Star Entertainment Earnings Surprise Analysts Due to China VIP Drought
Posted on: August 23, 2017, 06:00h.
Last updated on: August 23, 2017, 07:58h.
Australia’s Star Sydney casino blindsided analysts by reporting profits on Wednesday of AUD264.2 million ($208.8 million) for the fiscal year ending June 20, way ahead of projections.
Operator Star Entertainment had been expected to feel the painful pinch from the collapse of the Chinese VIP segment, following the imprisonment of rival Crown Resorts employees in China for marketing gambling to Chinese citizens.
The incident prompted not just Crown but all Australian operators to rethink their international VIP marketing strategies and focus on the less risky domestic market.
In February, Star Entertainment warned that revenues from international VIP clients had dropped 27 percent in November and December. Eighty percent of Star’s VIP business has traditionally come from China and Hong Kong and its execs were jittery about the sudden drying up of such a vital revenue stream.

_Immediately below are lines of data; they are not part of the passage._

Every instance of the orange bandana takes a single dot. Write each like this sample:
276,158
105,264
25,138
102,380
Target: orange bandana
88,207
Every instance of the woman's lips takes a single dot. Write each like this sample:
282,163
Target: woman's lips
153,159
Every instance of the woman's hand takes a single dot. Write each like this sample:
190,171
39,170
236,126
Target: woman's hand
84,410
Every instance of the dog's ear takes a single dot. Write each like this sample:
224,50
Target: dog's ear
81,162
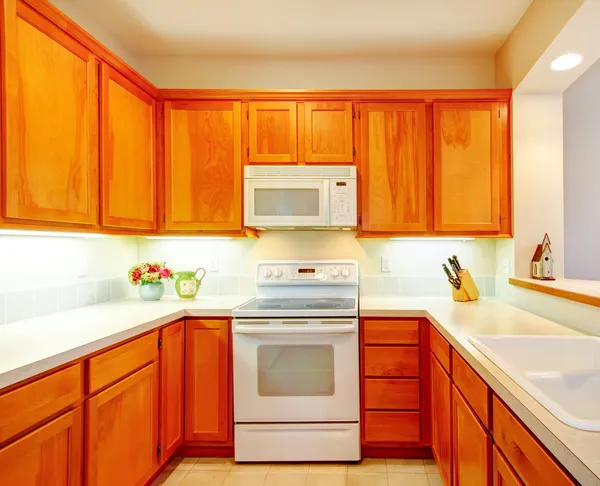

“We’re being a lot more cautious,” said Star Entertainment CEO Matt Bekier at the time. “We’re not taking any risks. We continue to assess the North Asian VIP business as the China situation develops. We are executing our strategy of diversifying our international revenues.”
Star’s Lucky Streak
The company may have confounded all expectations during its Wednesday earnings call, but its healthy profits may be something of a mirage.
Normalised profit actually came in just under analysts’ expectations, but was offset by a particularly high win-rate which boosted the casino’s statutory performance by 36 per cent for the year.
In short, the casino got lucky.
Moreover, despite healthy domestic results, the group reported an 11 per cent fall in normalised 2017 net profit due to the collapse of the Chinese VIP market.
“The North Asian disruption is lingering,” admitted Bekier on Wednesday. “We dropped a long way in November and December and it’s going to take a little while to climb out of that hole. We’ve been able to mitigate some of that through diversification.”
Bekier believes diversification may lie in luring blue-chip customers from South Asia, and Thailand in particular, as the company severs its reliance on China.
Nineteen Crown Resorts employees were detained by Chinese authorities in several cities across the country last October and held without charge for eight months. In June, they were finally charged and quickly sentenced, variously, to nine or ten months.
With sentencing taking into account time served, the last of employees, including Crown exec Jason O’Connor, were released August 12.